Ro le da una patada por debajo de la mesa y la otra se queja. Sus intenciones son buenas, solo pretenden ayudarme a soportar lo que me está pasando y a superarlo cuanto antes. Sin embargo, yo sé que no será fácil olvidarme de todo y comenzar de nuevo.

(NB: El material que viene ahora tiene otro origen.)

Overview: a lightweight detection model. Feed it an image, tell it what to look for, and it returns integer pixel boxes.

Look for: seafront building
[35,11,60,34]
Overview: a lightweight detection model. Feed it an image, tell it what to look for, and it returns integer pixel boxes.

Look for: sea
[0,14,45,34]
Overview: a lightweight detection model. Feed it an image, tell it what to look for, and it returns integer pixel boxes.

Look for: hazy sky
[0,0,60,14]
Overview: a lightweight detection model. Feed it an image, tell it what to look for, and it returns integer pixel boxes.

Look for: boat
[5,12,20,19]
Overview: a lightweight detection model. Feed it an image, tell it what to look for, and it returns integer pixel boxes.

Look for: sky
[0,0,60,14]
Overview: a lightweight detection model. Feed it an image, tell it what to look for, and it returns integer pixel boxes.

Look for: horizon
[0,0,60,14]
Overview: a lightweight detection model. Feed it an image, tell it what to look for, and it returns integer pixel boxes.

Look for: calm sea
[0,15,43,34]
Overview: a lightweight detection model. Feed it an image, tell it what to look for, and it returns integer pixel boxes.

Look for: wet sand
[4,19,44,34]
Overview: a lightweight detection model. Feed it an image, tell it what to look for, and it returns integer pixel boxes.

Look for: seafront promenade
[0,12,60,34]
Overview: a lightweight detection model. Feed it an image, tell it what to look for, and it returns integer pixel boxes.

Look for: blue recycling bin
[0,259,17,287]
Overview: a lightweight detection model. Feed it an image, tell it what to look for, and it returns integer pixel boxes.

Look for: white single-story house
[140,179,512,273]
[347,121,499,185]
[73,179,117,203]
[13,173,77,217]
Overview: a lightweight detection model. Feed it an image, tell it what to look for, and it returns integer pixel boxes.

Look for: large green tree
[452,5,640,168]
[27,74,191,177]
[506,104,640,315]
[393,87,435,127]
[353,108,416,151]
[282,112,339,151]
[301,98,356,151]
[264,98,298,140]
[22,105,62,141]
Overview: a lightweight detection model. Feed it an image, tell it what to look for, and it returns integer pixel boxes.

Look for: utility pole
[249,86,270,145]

—¿Qué vais a hacer con la casa?
¿Qué? Levanto la cabeza y la miro. No he pensado en eso todavía. Hace tres horas me encontraba “felizmente” casada y ahora… no. Porque aunque legalmente sigo siendo la mujer de Sebastian Brown, está claro que ya no lo soy. Un papel no convierte a nadie en tu marido, si él no quiere serlo, no lo es. Lo demás, burocracia que arreglar y en la que gastarte mucho dinero. Y esa certeza me da mucho vértigo. Me tiro de espaldas y cierro los ojos. Veo a mis amigas discutir entre susurros echándose las culpas una a la otra sobre no saber manejar la situación.
—¿Qué voy a hacer ahora? —pregunto, perdida.
—Vivir —responden las dos al unísono y sin ningún tipo de dudas.
Dudas… al menos mis amigas no las tienen. Yo floto a la deriva en un inmenso océano de ellas.